Aixi, por otro lado, observaba todo con emoción.
—¡Bien demolido! Siempre he odiado este viejo castillo. ¡Todo está oscuro, como si fuera un ataúd!
Era como si no fuera su hogar lo que había sido destruido.
Xue An simplemente sonrió.
—Mi señor, ¿qué planeamos hacer ahora?
—¡Aniquilar a todo el Clan de Sangre de aquí!
Estas simples palabras estaban cargadas de una intensa intención asesina.
Huo’er tragó saliva con dificultad.
Pero Aixi estaba muy emocionada: —¿Y después de que todos sean aniquilados?
Xue An señaló hacia el vacío: —¡Avanzar al siguiente reino y seguir matando! ¡Hasta que el Reino Divino de Sangre sea completamente aplastado!
En los días siguientes, el Clan de Sangre de este lugar se enfrentó a una catástrofe.
Xue An, como una apisonadora, arrasó este mundo, aplastando por completo a todos los miembros del Clan de Sangre y refinándolos en Perlas de Sangre.
Entre ellos había quienes se mostraron desafiantes e intentaron resistir; fueron aplastados.
También hubo quienes, sinceramente asustados, intentaron suplicar por sus vidas; Xue An los aplastó igualmente.
Un líder del Clan de Sangre gritó en agonía: —¿Por qué sigues queriendo matarnos después de que nos hemos rendido?
A esto, Xue An simplemente dijo: —¡La llamada regla de la justicia consiste en aplastar toda disidencia! ¡Pero yo soy diferente!
—¡Lo que yo busco es la dominación! Y la dominación… ¡significa aplastar incluso a los que se han sometido!
—Además, ¡los actos cometidos por ustedes, el autoproclamado noble Clan de Sangre, contra el Clan Humano son suficientes para justificar su muerte mil veces!
En el proceso de exterminar al Clan de Sangre.
Xue An fue testigo de muchas escenas insoportables.

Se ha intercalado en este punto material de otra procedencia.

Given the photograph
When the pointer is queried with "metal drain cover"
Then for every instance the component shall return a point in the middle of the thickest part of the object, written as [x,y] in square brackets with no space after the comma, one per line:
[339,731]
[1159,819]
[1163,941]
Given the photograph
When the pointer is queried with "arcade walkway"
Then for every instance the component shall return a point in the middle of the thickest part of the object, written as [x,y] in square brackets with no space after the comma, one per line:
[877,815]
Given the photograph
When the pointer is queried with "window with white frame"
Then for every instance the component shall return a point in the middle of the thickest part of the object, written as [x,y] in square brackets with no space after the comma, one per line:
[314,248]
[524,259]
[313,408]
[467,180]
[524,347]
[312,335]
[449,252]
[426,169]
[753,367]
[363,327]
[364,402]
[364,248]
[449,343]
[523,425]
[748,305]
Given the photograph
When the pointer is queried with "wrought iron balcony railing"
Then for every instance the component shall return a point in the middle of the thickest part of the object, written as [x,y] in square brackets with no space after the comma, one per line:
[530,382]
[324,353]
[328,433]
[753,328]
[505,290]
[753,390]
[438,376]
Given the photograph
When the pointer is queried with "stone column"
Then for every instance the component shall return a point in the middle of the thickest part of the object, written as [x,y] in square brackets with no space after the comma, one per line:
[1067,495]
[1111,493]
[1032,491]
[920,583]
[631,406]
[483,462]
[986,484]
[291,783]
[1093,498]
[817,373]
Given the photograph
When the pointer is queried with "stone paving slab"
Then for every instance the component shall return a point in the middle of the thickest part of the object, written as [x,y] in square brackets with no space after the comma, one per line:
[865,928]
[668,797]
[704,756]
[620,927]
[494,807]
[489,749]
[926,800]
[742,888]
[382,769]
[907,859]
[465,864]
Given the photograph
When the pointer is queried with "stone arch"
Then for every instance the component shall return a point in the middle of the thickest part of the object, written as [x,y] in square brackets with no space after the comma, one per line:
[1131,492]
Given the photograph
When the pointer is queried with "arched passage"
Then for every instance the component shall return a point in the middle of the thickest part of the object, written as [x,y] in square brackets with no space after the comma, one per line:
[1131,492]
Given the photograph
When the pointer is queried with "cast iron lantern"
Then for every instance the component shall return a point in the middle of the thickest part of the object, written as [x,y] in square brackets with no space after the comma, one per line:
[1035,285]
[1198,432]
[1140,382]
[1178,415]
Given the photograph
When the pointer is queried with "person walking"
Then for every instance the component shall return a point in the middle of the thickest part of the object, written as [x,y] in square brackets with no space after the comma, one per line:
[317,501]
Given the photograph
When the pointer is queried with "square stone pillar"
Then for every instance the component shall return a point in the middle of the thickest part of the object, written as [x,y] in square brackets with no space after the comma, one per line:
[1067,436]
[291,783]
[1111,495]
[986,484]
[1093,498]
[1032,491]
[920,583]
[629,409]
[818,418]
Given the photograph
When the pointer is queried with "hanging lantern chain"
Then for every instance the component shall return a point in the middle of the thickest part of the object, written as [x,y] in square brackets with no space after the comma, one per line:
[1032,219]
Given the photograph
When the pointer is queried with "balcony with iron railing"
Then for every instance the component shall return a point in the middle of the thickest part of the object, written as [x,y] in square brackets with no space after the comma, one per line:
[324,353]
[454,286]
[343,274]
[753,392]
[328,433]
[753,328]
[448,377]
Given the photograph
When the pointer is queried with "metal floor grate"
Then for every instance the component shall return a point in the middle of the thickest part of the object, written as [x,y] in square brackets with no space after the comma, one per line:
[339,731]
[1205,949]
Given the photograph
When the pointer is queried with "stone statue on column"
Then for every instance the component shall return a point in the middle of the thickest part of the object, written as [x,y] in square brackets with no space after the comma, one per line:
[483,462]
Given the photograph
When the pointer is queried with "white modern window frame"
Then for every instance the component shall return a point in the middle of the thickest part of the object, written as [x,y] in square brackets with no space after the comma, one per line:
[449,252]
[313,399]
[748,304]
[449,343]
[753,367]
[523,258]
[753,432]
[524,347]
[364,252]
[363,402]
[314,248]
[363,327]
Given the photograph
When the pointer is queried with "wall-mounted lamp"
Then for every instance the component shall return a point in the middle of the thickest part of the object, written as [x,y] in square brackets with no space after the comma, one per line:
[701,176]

Esto solo intensificó su intención asesina hacia el corrupto y malvado Clan de Sangre.
En tan solo unos días.
El Clan de Sangre de este mundo había sido casi eliminado.

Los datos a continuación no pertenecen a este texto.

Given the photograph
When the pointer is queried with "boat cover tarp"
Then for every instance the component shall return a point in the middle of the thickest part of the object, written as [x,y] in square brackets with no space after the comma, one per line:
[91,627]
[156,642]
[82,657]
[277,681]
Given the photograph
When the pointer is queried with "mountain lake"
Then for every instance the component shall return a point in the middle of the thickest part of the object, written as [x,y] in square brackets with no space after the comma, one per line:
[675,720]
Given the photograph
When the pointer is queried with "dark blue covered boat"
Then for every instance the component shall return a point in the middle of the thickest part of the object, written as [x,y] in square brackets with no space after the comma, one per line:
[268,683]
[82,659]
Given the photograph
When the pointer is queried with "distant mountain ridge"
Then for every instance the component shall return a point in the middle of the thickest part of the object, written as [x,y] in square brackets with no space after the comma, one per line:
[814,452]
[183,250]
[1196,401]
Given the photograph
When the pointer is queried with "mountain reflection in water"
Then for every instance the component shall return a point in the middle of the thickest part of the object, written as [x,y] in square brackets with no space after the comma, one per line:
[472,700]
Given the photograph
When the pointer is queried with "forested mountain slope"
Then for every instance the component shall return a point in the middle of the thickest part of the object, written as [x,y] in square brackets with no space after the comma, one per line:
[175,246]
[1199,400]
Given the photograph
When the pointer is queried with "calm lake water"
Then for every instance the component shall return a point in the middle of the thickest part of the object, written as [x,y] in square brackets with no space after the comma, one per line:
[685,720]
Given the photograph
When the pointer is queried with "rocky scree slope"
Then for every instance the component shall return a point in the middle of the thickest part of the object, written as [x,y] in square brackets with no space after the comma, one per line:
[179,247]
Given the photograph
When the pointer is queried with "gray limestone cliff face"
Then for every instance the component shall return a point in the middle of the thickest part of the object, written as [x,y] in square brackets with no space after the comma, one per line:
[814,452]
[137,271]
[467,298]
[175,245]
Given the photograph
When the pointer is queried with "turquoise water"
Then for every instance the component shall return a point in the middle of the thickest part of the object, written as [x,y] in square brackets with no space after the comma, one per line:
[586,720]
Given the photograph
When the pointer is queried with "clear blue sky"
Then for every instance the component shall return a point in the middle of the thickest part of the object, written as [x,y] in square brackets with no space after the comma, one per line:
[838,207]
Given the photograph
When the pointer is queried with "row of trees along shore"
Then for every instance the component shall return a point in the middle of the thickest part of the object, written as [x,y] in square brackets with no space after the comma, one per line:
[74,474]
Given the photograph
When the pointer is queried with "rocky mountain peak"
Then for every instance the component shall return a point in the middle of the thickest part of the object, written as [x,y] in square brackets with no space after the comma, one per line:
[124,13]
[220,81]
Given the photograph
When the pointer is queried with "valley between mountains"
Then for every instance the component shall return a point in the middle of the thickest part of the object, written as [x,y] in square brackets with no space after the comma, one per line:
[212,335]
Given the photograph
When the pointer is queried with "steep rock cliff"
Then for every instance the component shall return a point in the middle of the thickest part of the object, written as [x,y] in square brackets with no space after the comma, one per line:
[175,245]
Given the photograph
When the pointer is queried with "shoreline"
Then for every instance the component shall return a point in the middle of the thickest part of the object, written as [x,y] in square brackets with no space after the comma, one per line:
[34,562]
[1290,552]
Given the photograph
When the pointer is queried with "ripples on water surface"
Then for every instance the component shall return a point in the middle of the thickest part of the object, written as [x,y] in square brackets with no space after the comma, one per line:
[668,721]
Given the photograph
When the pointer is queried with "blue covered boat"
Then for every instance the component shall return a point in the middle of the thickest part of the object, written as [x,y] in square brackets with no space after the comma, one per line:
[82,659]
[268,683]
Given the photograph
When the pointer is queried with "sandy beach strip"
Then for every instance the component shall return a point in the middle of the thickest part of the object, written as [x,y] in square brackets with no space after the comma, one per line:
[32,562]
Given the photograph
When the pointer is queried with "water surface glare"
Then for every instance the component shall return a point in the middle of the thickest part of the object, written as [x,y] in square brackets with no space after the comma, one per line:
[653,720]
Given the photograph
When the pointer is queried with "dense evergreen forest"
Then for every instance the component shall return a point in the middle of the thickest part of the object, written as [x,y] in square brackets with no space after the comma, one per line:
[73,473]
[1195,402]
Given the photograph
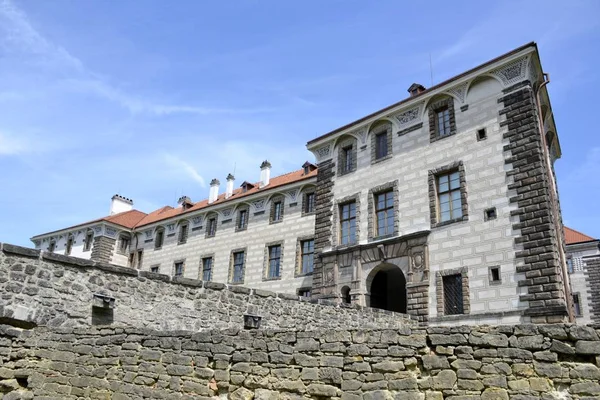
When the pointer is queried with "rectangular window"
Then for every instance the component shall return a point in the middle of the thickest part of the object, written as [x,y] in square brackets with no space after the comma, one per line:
[123,244]
[348,223]
[453,295]
[211,227]
[309,203]
[178,268]
[381,148]
[89,239]
[442,116]
[277,211]
[159,239]
[238,267]
[274,262]
[308,249]
[242,219]
[183,233]
[384,213]
[207,268]
[347,159]
[449,196]
[69,246]
[140,258]
[577,305]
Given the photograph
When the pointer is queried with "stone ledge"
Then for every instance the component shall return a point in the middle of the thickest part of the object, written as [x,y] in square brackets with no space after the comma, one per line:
[22,251]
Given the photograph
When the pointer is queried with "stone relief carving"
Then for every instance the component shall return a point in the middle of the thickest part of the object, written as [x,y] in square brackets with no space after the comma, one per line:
[513,72]
[459,92]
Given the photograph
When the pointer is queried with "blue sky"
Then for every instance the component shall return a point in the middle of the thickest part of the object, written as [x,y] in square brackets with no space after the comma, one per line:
[153,99]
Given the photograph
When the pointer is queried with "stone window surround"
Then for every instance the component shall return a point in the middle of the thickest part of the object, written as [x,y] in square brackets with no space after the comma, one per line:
[304,196]
[433,108]
[298,270]
[275,199]
[208,218]
[433,196]
[239,228]
[383,126]
[265,276]
[440,290]
[231,260]
[393,185]
[181,224]
[201,269]
[180,260]
[341,145]
[336,220]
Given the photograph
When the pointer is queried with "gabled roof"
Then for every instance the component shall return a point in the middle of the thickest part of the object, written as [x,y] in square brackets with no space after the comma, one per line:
[572,236]
[127,219]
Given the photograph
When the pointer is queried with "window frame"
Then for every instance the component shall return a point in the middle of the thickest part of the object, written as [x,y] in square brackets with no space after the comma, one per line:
[434,195]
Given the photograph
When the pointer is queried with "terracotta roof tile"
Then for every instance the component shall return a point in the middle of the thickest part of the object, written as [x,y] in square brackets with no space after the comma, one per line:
[572,236]
[278,181]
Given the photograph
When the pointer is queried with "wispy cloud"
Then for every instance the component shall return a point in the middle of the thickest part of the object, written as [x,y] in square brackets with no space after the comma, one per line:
[181,165]
[19,36]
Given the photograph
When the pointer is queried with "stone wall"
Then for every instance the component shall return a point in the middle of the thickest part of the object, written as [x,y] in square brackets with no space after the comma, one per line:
[523,362]
[40,288]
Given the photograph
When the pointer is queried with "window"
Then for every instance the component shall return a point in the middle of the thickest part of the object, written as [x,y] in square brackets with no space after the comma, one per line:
[242,219]
[453,295]
[158,241]
[384,213]
[274,267]
[207,268]
[381,149]
[89,239]
[69,245]
[211,227]
[442,116]
[183,233]
[178,270]
[307,248]
[481,135]
[577,305]
[495,275]
[238,267]
[449,196]
[309,203]
[347,159]
[348,223]
[123,244]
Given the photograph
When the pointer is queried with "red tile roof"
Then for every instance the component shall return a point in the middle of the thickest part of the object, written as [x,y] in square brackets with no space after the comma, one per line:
[572,236]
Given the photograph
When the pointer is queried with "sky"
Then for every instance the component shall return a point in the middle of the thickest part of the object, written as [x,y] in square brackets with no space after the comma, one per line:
[152,99]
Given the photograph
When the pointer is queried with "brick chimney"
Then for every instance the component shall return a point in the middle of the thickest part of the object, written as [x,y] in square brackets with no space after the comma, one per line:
[120,204]
[213,194]
[265,173]
[229,187]
[415,89]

Solo unas pocas familias pequeñas, no manchadas por la sangre y el pecado, quedaron temblando de miedo por sus vidas.
Xue An, vestido de negro y con una fuerza inigualable, fue venerado en privado por estos miembros del Clan de Sangre como la Matanza Divina vestida de negro.
Incluso al mencionar este nombre, estos miembros del Clan de Sangre no se atrevían a hablar en voz alta, como si temieran que Xue An los oyera y viniera a matarlos.
Durante este período, Xue An también cosechó recompensas sustanciales.
Al menos veinte o treinta Perlas de Sangre del Clan de Sangre de segunda generación, junto con varios cientos de Perlas de Sangre de duques del Clan de Sangre, e innumerables Cuentas de Sangre de Marqués, demasiadas para contarlas.
Pero Xue An no estaba satisfecho.
A continuación, puso su mira en un reino más profundo.
Pero lo que no sabía.
Era que mientras él masacraba sin piedad aquí.
Su nombre ya se había extendido hasta el Reino Interior de Sangre.